14 Replies Latest reply on Nov 25, 2016 11:42 AM by Luis Miguel Sanchez

    Aggregating data from the US stock market in Tableau

    Luis Miguel Sanchez

      I am a very basic user of tableau and I have not found an answer to my question.

       

      I have a txt file that has historical daily data for 98% of all the stocks in the US, with their daily capitalization. Each stocks has its TICKER, daily MARKET VALUE for every trading day of the year, and its SECTOR.

       

      I did a simple time series that displays `SUM([Mktval])` (sum of all individual market values) across all stocks, on a daily basis, and where I can see that the total aggregated value of the US capital markets is about 24 Trillion USD, as of Juy 2016, as shown in the image below.

      izgPw.png

      When I change the view column from DAY to YEAR, I don't see the right values, but something a lot larger. So I realized that I need to do `SUM([Mktval])/252` to get the right value for a year (there are about 252 trading days in a year).

       

      If I change the view to MONTH, as in the chart below, the numbers are again wrong because 252 is not the right value to use in the division.

       

      YQRcZ.png

       

      Is there any way that Tableau can adjust the values automatically (the number to divide by) to reflect the **AVG MktVal** across any time selected (monthly, quarterly, yearly, etc.) ?

       

      Thanks

        • 1. Re: Aggregating data from the US stock market in Tableau
          Simon Runc

          hi Miguel,

           

          So what (I think) we need to do here is average the stock of each company, over whatever time period and then add them together...and one way is to use an LoD calculation (LoDs allow us to tell Tableau the level at which to aggregate).

           

          So in your example here...

          {FIXED [Tikcer], [Sector]: AVG([MktVal])}

           

          So this creates (for each Ticker/Sector) the Average [MktVal] (so at Day level it's the same as using SUM, as the AVG of 1 value is the same as the SUM of that Value...or MIN/MAX/MEDIAN for that matter!), but at higher levels (say Month) it takes the Average for each company over the month and then SUMs them up.

           

          You can then bring this field in a SUM (as LoDs are returned at Row Level we are then able to re-aggregate), and that should work at any level.

           

          Hope this does the trick, and makes sense, but let me know if not (and if it doesn't do as you want, I may need a sample workbook so I can take a look at the "Grain" of the data, as we may need to add some other dimension to our LoD, or we might need to weight the prices on Volume, for example)

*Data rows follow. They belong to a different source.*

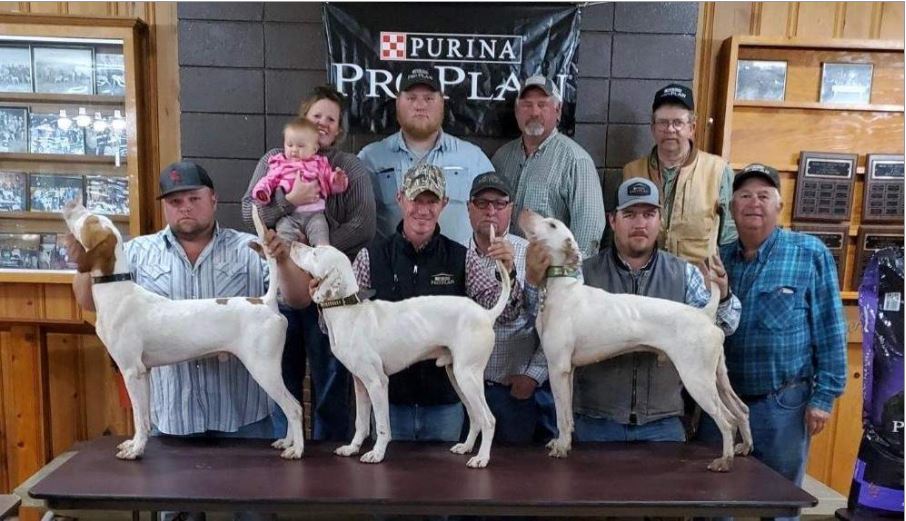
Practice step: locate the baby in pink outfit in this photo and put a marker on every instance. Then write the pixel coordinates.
(300, 160)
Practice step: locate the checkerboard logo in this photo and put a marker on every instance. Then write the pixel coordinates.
(393, 46)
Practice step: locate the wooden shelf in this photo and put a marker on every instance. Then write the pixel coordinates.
(817, 105)
(62, 99)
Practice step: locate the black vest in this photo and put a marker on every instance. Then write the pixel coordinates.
(399, 272)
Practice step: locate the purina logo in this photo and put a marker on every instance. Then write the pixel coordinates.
(442, 47)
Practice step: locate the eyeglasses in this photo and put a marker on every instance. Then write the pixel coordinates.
(482, 204)
(664, 124)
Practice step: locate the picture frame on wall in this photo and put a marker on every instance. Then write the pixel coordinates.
(50, 192)
(846, 83)
(63, 70)
(15, 69)
(13, 191)
(13, 130)
(46, 137)
(760, 80)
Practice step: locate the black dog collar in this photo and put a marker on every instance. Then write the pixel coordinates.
(112, 278)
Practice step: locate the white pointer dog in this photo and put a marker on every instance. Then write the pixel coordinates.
(580, 325)
(375, 339)
(143, 330)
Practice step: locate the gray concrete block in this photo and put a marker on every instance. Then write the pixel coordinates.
(221, 44)
(293, 11)
(222, 135)
(653, 56)
(594, 55)
(240, 11)
(627, 142)
(294, 46)
(593, 138)
(630, 100)
(286, 89)
(656, 17)
(208, 89)
(591, 107)
(597, 17)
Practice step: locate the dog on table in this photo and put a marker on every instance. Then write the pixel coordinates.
(143, 330)
(375, 339)
(580, 325)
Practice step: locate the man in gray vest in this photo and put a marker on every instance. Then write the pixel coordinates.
(637, 396)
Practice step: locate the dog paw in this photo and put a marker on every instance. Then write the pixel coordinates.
(372, 456)
(347, 450)
(477, 462)
(721, 465)
(461, 448)
(292, 453)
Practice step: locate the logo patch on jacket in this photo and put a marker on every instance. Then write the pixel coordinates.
(443, 279)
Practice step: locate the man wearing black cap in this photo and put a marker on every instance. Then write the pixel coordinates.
(787, 359)
(421, 139)
(694, 185)
(517, 368)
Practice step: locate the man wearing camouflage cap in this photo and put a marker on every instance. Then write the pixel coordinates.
(417, 260)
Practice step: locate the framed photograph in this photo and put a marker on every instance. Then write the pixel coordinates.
(760, 80)
(109, 73)
(19, 250)
(13, 191)
(46, 137)
(846, 82)
(15, 69)
(50, 193)
(63, 70)
(107, 195)
(13, 129)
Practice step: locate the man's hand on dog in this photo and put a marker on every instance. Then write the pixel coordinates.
(537, 261)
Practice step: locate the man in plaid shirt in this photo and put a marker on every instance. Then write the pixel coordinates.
(787, 359)
(516, 374)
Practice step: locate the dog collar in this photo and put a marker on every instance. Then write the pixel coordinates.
(112, 278)
(562, 271)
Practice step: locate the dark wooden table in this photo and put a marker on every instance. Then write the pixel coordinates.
(651, 479)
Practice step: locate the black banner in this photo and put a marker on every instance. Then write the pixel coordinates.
(480, 53)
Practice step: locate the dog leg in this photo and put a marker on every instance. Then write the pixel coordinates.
(362, 420)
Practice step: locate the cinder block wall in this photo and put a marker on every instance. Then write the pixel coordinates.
(245, 66)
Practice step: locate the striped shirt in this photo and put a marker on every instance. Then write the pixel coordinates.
(792, 322)
(517, 349)
(461, 161)
(204, 394)
(559, 180)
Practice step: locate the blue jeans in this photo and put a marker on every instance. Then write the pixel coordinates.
(603, 429)
(426, 422)
(778, 429)
(518, 420)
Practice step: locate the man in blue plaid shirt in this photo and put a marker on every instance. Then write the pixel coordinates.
(787, 359)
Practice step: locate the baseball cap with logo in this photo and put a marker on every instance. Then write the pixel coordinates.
(540, 82)
(637, 190)
(423, 178)
(181, 177)
(765, 172)
(673, 93)
(419, 76)
(490, 181)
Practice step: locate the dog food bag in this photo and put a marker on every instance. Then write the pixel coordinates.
(877, 487)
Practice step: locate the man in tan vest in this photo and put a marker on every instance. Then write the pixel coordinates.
(695, 186)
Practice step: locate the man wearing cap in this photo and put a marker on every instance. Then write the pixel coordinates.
(195, 258)
(421, 140)
(551, 173)
(517, 367)
(418, 260)
(694, 185)
(787, 359)
(637, 396)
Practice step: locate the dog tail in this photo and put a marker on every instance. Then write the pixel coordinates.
(270, 298)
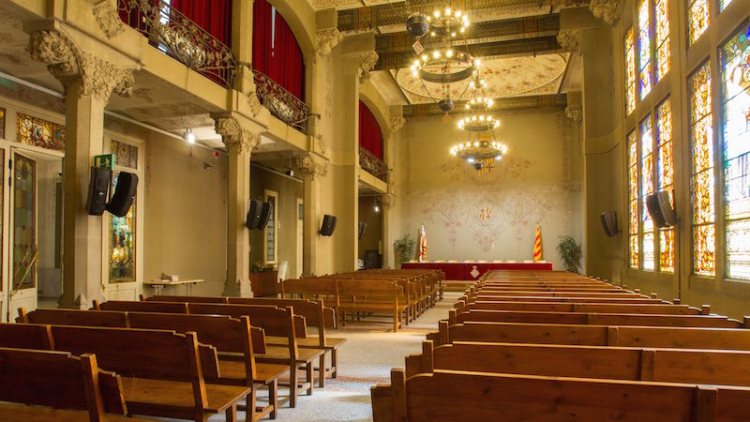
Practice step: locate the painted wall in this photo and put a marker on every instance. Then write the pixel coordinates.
(493, 215)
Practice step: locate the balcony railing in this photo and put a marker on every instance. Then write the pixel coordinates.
(372, 164)
(282, 104)
(178, 36)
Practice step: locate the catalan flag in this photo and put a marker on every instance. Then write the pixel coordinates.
(538, 244)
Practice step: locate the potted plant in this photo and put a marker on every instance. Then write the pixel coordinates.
(570, 252)
(405, 248)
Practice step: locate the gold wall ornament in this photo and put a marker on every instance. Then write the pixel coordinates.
(68, 63)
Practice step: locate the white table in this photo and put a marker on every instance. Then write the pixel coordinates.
(159, 285)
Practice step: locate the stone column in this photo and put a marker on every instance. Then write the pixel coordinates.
(239, 143)
(88, 80)
(312, 167)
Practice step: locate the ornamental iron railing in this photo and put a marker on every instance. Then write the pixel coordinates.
(372, 164)
(175, 34)
(281, 103)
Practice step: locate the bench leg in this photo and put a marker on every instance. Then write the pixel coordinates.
(310, 377)
(322, 372)
(293, 385)
(273, 398)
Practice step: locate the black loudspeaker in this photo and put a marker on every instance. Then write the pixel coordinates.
(99, 183)
(660, 208)
(124, 194)
(609, 223)
(329, 225)
(254, 208)
(265, 215)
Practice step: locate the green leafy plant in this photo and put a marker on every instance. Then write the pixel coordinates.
(570, 252)
(405, 248)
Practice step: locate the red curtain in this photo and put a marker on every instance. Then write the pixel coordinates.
(370, 137)
(214, 16)
(279, 58)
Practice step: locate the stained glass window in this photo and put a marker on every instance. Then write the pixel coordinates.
(630, 71)
(122, 244)
(644, 48)
(702, 178)
(661, 16)
(735, 132)
(126, 155)
(698, 19)
(40, 133)
(665, 179)
(24, 222)
(634, 225)
(647, 187)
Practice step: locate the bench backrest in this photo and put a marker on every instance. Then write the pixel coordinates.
(456, 395)
(26, 336)
(145, 306)
(114, 319)
(59, 380)
(717, 367)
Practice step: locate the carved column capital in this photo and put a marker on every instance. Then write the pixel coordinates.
(68, 63)
(312, 165)
(396, 124)
(234, 136)
(367, 61)
(108, 18)
(606, 10)
(570, 40)
(326, 39)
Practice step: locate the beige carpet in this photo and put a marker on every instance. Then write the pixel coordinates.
(365, 360)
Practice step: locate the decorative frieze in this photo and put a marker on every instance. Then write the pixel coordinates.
(234, 136)
(68, 63)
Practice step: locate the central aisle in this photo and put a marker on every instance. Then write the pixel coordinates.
(365, 360)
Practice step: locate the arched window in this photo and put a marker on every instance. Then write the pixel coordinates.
(276, 52)
(370, 137)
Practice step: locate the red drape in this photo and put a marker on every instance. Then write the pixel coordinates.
(214, 16)
(282, 59)
(370, 137)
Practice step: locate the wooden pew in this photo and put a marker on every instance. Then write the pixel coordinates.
(69, 388)
(456, 395)
(174, 365)
(595, 335)
(229, 336)
(481, 315)
(715, 367)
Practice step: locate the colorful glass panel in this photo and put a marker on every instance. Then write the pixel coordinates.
(126, 155)
(702, 180)
(735, 132)
(24, 223)
(665, 179)
(647, 187)
(644, 48)
(698, 19)
(40, 133)
(661, 15)
(630, 71)
(634, 221)
(122, 244)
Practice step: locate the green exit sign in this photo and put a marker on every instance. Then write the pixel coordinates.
(106, 161)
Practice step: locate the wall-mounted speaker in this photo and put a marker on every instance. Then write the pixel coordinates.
(265, 214)
(660, 208)
(99, 183)
(609, 223)
(124, 195)
(329, 225)
(254, 208)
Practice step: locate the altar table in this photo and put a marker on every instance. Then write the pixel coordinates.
(473, 270)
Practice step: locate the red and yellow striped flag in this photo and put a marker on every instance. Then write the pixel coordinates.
(538, 244)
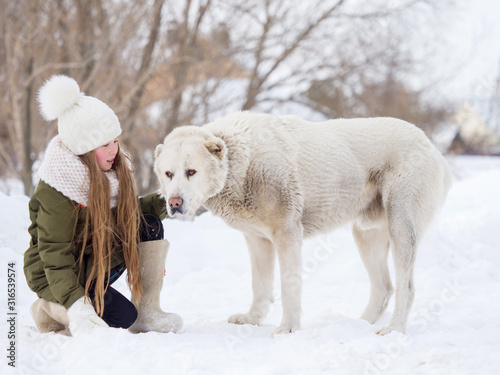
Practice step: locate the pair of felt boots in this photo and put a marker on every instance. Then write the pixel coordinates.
(53, 317)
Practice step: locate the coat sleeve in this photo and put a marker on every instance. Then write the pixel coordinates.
(55, 226)
(154, 204)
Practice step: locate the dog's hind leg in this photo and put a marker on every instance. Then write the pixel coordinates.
(373, 246)
(404, 240)
(262, 260)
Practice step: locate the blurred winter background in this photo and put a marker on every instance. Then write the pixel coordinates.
(164, 63)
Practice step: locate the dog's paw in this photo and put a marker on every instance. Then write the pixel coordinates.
(243, 319)
(384, 331)
(283, 330)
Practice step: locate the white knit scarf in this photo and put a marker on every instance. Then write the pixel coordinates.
(66, 173)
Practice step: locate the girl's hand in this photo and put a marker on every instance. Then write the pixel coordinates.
(83, 318)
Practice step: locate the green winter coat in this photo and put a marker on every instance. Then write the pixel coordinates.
(50, 261)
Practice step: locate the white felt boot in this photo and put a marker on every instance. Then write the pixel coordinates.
(49, 316)
(150, 317)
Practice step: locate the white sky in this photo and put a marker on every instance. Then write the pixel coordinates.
(474, 49)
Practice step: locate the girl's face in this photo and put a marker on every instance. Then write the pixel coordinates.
(105, 155)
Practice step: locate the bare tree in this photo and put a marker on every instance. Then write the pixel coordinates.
(164, 63)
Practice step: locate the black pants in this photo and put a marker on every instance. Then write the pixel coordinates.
(119, 312)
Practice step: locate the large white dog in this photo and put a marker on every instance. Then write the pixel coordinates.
(280, 179)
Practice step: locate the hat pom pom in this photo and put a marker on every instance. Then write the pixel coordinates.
(58, 95)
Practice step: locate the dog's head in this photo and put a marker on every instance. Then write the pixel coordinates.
(191, 166)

          • 2. Re: Aggregating data from the US stock market in Tableau
            Luis Miguel Sanchez

            Thank you Simon.

             

            I tried your suggestion, creating a calculated field called "Test", which I plotted and does not show the right results on any of the time frames. Again, my reference is that on a daily basis, the total market cap of all the stocks should add to about ~24 trillion USD, which shows correctly in the upper chart, but not in the lower chart which has your calc. So there is another factor that needs to come into play.

             

            Screen Shot 2016-11-24 at 6.13.26 PM.png

             

            The source I am using does not have a calculation of market value as price X shares_outstanding. I created the CSV file that feeds this Tableau workbook using pandas in python, and the market value for each stock is already calculated in the CSV. (A few stocks are unselected since the market val for those are wrong). Also, I tried to add the Thanks in advance for any feedback. Also, tried to attach the Tableau packaged workbook, but it is 500MB in size.

            Cheers

            • 3. Re: Aggregating data from the US stock market in Tableau
              Simon Runc

              hi Luis Miguel,

               

              Sorry my bad...I forgot we also need to add the date part to the LoD!...else each company is just taking it's average over all time and adding them.

               

              So I've mocked up (well downloaded) the Stock Price for 3 companies (so a mini version of yours). I'm not sure what control you want over the time period. I've chosen a parameter.

               

              I've first set up a parameter

               

               

              and created the following calculated field to return the requested time period

              [Selected Period]

              DATETRUNC([Select Period],[Date])

               

              where [Select Period] is the parameter.

               

              I then add this to the LoD...

              [Close - LoD]

              {FIXED [Company],[Selected Period]: AVG([Close])}

               

              and now (I think!) it does what we want. If it's still not, can you just export the data for 2 or 3 of companies, so I can see the "grain" of the data.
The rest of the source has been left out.